Thursday, 23 Apr, 2009 Science

Scientists Rebuild Biggest Ancient Egyptian Temple Complex


It took 2 years for a team composed of UCLA Egyptologists, digital modelers, web designers, staff and students to create a 3D virtual-reality reproduction of the ancient Egyptian religious site called Karnak, which is considered to be one of the biggest temple complexes ever erected.

The team of experts managed to develop a high-tech model that makes it possible for users to navigate through the Digital Karnak that runs in real time.
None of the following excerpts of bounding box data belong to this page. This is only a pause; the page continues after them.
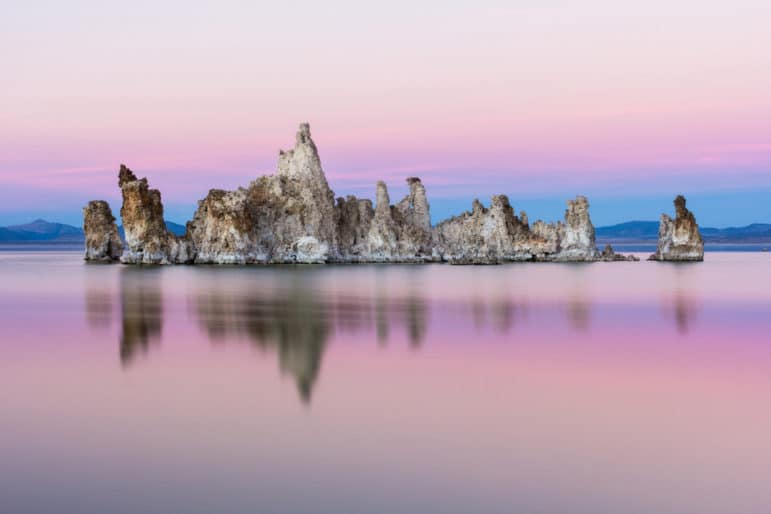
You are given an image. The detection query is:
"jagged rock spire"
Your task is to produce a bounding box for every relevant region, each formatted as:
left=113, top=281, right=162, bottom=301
left=649, top=195, right=704, bottom=261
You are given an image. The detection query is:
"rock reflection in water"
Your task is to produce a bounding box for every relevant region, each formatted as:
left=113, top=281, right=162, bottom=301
left=194, top=284, right=427, bottom=402
left=85, top=286, right=113, bottom=328
left=120, top=267, right=163, bottom=366
left=195, top=290, right=331, bottom=402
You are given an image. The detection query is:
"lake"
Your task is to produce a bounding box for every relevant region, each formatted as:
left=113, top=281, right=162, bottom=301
left=0, top=251, right=771, bottom=514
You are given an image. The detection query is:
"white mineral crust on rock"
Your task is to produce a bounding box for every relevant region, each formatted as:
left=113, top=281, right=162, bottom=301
left=83, top=200, right=123, bottom=261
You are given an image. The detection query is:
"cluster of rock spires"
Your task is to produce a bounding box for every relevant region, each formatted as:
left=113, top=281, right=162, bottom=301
left=83, top=124, right=703, bottom=264
left=648, top=195, right=704, bottom=261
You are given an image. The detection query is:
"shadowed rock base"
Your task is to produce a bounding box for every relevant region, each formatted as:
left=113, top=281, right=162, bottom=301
left=83, top=200, right=123, bottom=262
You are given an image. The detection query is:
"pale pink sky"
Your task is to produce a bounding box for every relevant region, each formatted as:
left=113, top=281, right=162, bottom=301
left=0, top=0, right=771, bottom=224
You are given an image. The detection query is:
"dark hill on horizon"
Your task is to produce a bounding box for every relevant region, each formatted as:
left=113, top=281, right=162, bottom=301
left=0, top=219, right=771, bottom=245
left=0, top=219, right=185, bottom=240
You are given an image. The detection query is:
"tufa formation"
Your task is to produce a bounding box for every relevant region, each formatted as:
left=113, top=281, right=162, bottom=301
left=84, top=123, right=656, bottom=264
left=648, top=195, right=704, bottom=261
left=83, top=200, right=123, bottom=262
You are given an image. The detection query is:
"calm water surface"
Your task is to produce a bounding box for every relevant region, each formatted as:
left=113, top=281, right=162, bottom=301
left=0, top=252, right=771, bottom=514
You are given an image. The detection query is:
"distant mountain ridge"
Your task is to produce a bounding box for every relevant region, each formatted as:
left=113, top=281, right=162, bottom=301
left=0, top=219, right=185, bottom=243
left=0, top=219, right=771, bottom=244
left=595, top=221, right=771, bottom=243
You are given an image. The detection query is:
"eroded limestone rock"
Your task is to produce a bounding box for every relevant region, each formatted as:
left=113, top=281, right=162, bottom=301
left=552, top=196, right=600, bottom=261
left=434, top=195, right=600, bottom=264
left=648, top=195, right=704, bottom=261
left=434, top=195, right=554, bottom=264
left=104, top=124, right=656, bottom=264
left=118, top=164, right=194, bottom=264
left=187, top=123, right=340, bottom=264
left=83, top=200, right=123, bottom=261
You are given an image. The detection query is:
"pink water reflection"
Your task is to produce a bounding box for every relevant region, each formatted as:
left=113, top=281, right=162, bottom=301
left=0, top=254, right=771, bottom=513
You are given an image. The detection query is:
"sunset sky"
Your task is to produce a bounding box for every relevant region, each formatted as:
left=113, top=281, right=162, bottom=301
left=0, top=0, right=771, bottom=226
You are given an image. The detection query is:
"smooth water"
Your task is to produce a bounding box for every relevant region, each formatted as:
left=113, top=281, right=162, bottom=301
left=0, top=252, right=771, bottom=514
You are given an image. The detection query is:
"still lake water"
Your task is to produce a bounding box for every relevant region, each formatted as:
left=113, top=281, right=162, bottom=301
left=0, top=252, right=771, bottom=514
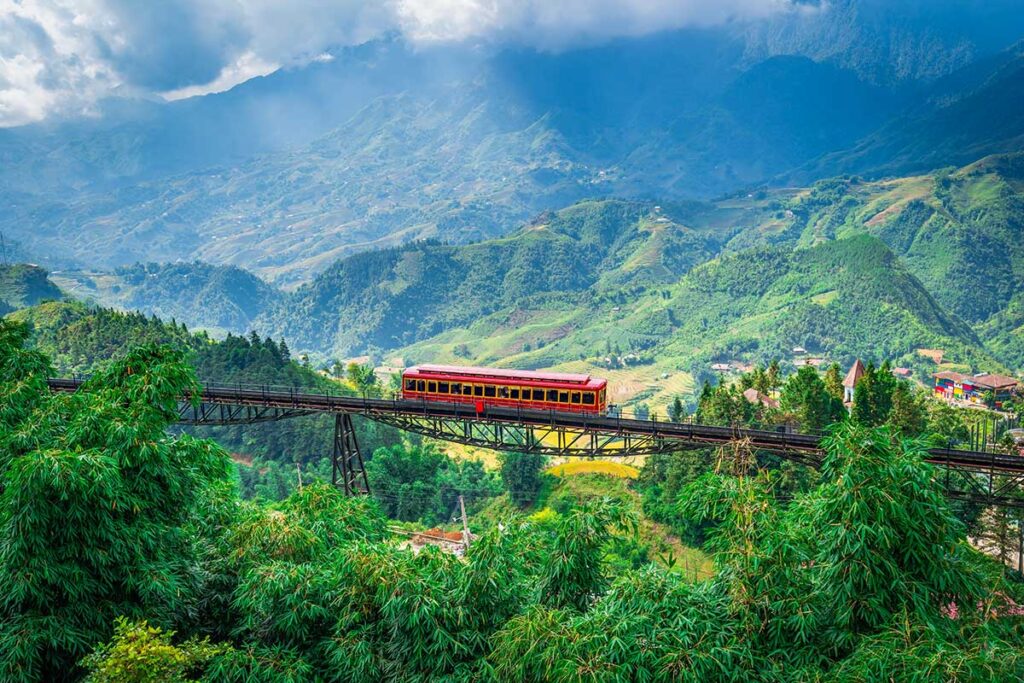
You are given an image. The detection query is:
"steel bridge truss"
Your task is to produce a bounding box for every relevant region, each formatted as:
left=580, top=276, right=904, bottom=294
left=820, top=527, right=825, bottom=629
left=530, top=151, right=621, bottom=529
left=121, top=395, right=1024, bottom=510
left=178, top=401, right=312, bottom=426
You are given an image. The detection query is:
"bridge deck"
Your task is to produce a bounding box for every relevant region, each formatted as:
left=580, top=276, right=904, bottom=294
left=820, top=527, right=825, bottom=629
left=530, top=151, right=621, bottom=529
left=49, top=379, right=1024, bottom=474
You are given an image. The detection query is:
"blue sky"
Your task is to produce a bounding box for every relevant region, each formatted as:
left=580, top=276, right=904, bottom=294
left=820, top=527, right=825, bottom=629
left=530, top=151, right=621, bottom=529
left=0, top=0, right=809, bottom=127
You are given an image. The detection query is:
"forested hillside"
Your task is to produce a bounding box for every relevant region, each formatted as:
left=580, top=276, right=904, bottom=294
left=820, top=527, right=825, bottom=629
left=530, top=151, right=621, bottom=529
left=6, top=6, right=1024, bottom=286
left=53, top=262, right=280, bottom=336
left=0, top=321, right=1024, bottom=683
left=10, top=302, right=397, bottom=483
left=243, top=187, right=1003, bottom=409
left=0, top=263, right=63, bottom=315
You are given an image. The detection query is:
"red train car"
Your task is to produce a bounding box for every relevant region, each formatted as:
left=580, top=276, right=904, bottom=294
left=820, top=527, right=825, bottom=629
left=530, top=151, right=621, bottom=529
left=401, top=366, right=608, bottom=415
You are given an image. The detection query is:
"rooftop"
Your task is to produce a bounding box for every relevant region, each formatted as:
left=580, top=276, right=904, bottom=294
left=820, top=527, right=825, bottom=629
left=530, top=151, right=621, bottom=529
left=932, top=370, right=1020, bottom=389
left=843, top=358, right=864, bottom=389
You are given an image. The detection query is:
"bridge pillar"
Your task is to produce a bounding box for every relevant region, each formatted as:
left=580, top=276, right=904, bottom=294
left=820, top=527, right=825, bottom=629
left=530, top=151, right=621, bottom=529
left=331, top=413, right=370, bottom=496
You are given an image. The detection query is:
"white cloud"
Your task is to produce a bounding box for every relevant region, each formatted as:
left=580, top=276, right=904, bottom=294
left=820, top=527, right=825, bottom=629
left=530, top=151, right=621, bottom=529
left=396, top=0, right=793, bottom=49
left=0, top=0, right=792, bottom=127
left=161, top=50, right=281, bottom=101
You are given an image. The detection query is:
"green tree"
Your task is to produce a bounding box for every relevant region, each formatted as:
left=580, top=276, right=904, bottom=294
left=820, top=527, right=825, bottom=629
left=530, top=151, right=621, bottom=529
left=764, top=358, right=782, bottom=395
left=779, top=366, right=846, bottom=431
left=82, top=616, right=228, bottom=683
left=851, top=360, right=899, bottom=427
left=824, top=362, right=843, bottom=400
left=888, top=381, right=928, bottom=436
left=539, top=499, right=635, bottom=611
left=669, top=396, right=686, bottom=422
left=498, top=453, right=548, bottom=508
left=345, top=362, right=377, bottom=393
left=0, top=323, right=228, bottom=681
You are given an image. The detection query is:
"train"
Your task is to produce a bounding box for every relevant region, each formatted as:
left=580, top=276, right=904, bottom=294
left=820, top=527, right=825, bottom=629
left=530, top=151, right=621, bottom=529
left=401, top=365, right=608, bottom=415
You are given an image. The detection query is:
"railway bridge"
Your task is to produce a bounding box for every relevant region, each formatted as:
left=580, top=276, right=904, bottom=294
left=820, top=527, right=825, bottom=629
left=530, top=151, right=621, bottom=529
left=48, top=378, right=1024, bottom=508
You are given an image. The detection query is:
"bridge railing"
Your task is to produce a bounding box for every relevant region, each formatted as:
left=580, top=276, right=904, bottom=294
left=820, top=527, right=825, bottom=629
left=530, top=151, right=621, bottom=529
left=48, top=375, right=1015, bottom=455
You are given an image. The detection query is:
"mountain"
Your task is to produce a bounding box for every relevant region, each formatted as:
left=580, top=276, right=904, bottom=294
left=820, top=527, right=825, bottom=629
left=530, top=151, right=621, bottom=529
left=243, top=195, right=1004, bottom=411
left=0, top=263, right=63, bottom=315
left=0, top=0, right=1024, bottom=288
left=802, top=48, right=1024, bottom=181
left=54, top=261, right=281, bottom=335
left=378, top=236, right=1002, bottom=405
left=739, top=0, right=1024, bottom=85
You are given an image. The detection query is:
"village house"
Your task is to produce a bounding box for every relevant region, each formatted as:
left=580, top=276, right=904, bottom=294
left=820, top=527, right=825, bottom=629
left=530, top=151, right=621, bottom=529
left=843, top=358, right=864, bottom=405
left=932, top=371, right=1020, bottom=408
left=743, top=387, right=778, bottom=409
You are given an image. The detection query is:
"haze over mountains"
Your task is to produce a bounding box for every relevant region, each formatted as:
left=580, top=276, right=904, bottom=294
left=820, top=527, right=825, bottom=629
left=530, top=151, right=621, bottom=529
left=0, top=0, right=1024, bottom=409
left=6, top=1, right=1024, bottom=286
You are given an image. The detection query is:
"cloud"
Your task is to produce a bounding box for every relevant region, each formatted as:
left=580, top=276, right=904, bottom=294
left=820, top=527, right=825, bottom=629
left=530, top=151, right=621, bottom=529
left=396, top=0, right=794, bottom=49
left=0, top=0, right=793, bottom=126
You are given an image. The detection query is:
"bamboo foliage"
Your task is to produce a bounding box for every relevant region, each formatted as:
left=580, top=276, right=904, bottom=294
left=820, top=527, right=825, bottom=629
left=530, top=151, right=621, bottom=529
left=0, top=323, right=1024, bottom=683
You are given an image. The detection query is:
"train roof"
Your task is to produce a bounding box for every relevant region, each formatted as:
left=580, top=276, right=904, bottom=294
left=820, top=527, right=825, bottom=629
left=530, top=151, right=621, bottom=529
left=406, top=364, right=605, bottom=385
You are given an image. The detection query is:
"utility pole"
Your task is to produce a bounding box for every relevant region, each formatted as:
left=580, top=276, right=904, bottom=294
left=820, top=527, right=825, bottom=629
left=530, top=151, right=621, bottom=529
left=459, top=494, right=469, bottom=551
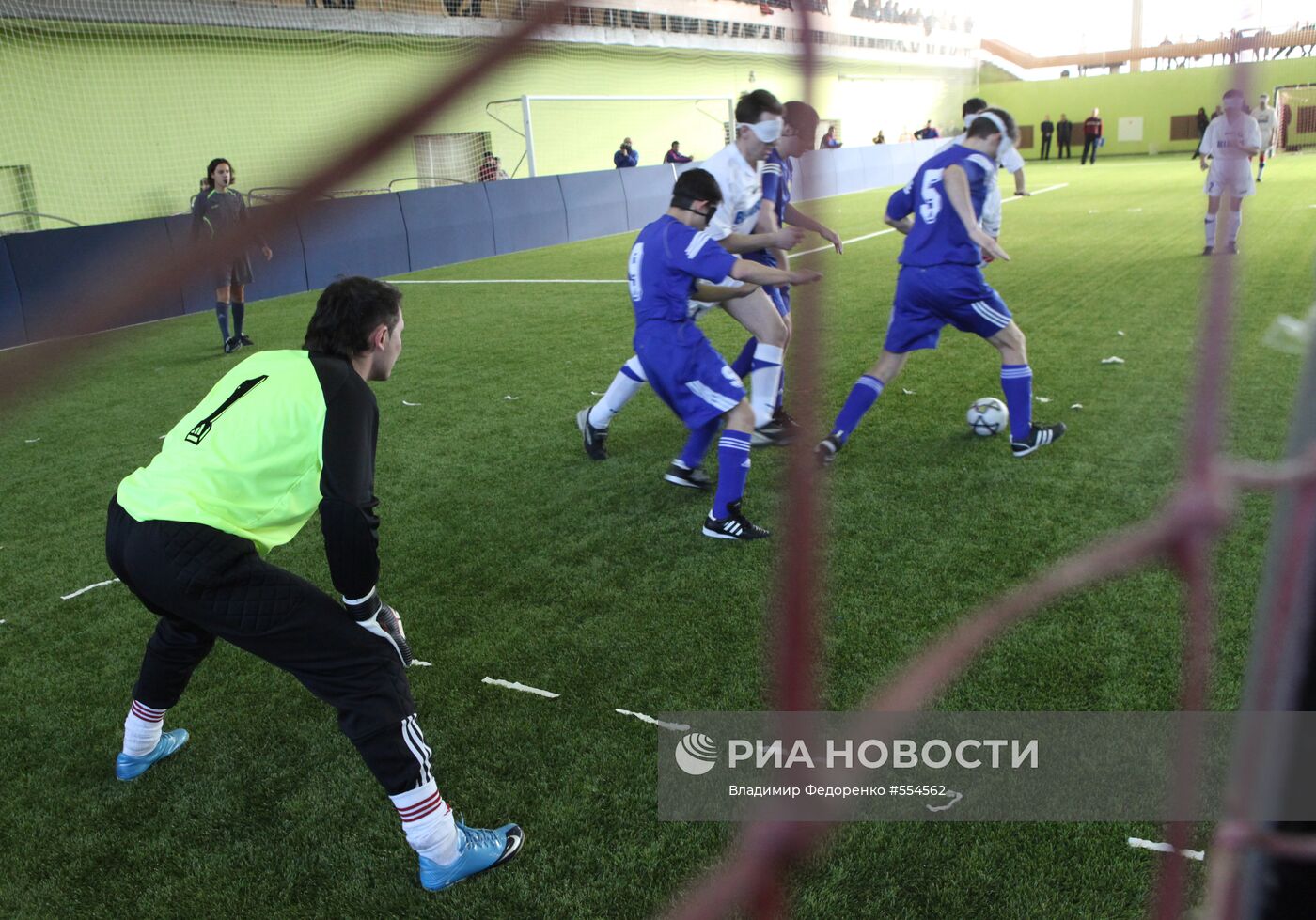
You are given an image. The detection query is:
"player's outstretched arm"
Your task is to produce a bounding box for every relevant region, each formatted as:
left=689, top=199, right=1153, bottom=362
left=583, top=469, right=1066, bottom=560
left=783, top=204, right=843, bottom=256
left=717, top=226, right=804, bottom=258
left=941, top=164, right=1010, bottom=262
left=730, top=259, right=822, bottom=285
left=692, top=282, right=758, bottom=304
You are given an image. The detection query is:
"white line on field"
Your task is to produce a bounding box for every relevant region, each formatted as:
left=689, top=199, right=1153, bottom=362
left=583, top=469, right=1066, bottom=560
left=927, top=789, right=964, bottom=811
left=613, top=709, right=690, bottom=732
left=389, top=181, right=1068, bottom=285
left=1129, top=837, right=1207, bottom=862
left=59, top=578, right=118, bottom=600
left=480, top=678, right=562, bottom=700
left=388, top=278, right=626, bottom=285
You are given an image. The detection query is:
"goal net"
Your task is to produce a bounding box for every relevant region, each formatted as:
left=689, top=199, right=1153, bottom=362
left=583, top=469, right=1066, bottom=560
left=486, top=96, right=734, bottom=178
left=1276, top=85, right=1316, bottom=151
left=0, top=0, right=490, bottom=232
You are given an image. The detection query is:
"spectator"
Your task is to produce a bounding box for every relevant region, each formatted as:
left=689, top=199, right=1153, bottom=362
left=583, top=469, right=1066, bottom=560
left=1078, top=109, right=1102, bottom=165
left=192, top=157, right=274, bottom=354
left=612, top=137, right=639, bottom=170
left=1188, top=108, right=1211, bottom=159
left=1056, top=112, right=1073, bottom=159
left=662, top=141, right=695, bottom=164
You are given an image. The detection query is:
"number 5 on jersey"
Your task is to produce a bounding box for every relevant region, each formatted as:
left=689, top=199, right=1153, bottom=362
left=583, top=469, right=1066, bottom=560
left=918, top=170, right=945, bottom=224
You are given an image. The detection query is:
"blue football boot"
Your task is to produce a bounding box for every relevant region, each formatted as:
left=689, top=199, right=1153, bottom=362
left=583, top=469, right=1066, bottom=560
left=420, top=821, right=525, bottom=891
left=115, top=728, right=187, bottom=783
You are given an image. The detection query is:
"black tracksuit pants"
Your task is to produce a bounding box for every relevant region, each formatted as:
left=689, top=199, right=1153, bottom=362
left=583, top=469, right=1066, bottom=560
left=105, top=499, right=431, bottom=795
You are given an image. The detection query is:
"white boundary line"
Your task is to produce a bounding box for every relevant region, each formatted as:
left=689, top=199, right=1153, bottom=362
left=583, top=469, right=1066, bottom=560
left=389, top=181, right=1068, bottom=278
left=388, top=278, right=626, bottom=285
left=59, top=578, right=118, bottom=600
left=1001, top=181, right=1069, bottom=204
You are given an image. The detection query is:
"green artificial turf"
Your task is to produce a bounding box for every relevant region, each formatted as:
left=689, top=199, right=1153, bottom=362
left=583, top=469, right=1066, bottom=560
left=8, top=157, right=1316, bottom=920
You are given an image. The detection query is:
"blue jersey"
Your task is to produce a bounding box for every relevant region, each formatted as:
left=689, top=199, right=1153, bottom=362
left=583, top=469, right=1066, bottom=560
left=626, top=214, right=736, bottom=326
left=887, top=144, right=996, bottom=267
left=744, top=150, right=795, bottom=269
It is worth mentioning that the famous Egyptian tourist site is located near today's Luxor, a place where for many generation the Egyptian pharaohs built sacred structures, including temples, chapels, obelisks, sphinxes and shrines starting with the 20th century B.C.

Specialists from UCLA's Experiential Technologies Center were the ones to help initiate the digital restoration of historical sites. Now students, teachers and educators are free to explore the Digital Karnak at . In addition to the 3D model of the Karnak, the website's visitors can also explore a Google Earth version of the temple and several pages describing the chronology and creation of individual structures at Karnak.

"This learning platform allows educators and researchers to geo-temporally situate information and thus visualize and interrogate the evolution of Karnak over 2,000 years," said Diane Favro, who is currently the director of the project and who is also a professor in the architecture and urban design department at the UCLA School of the Arts and Architecture.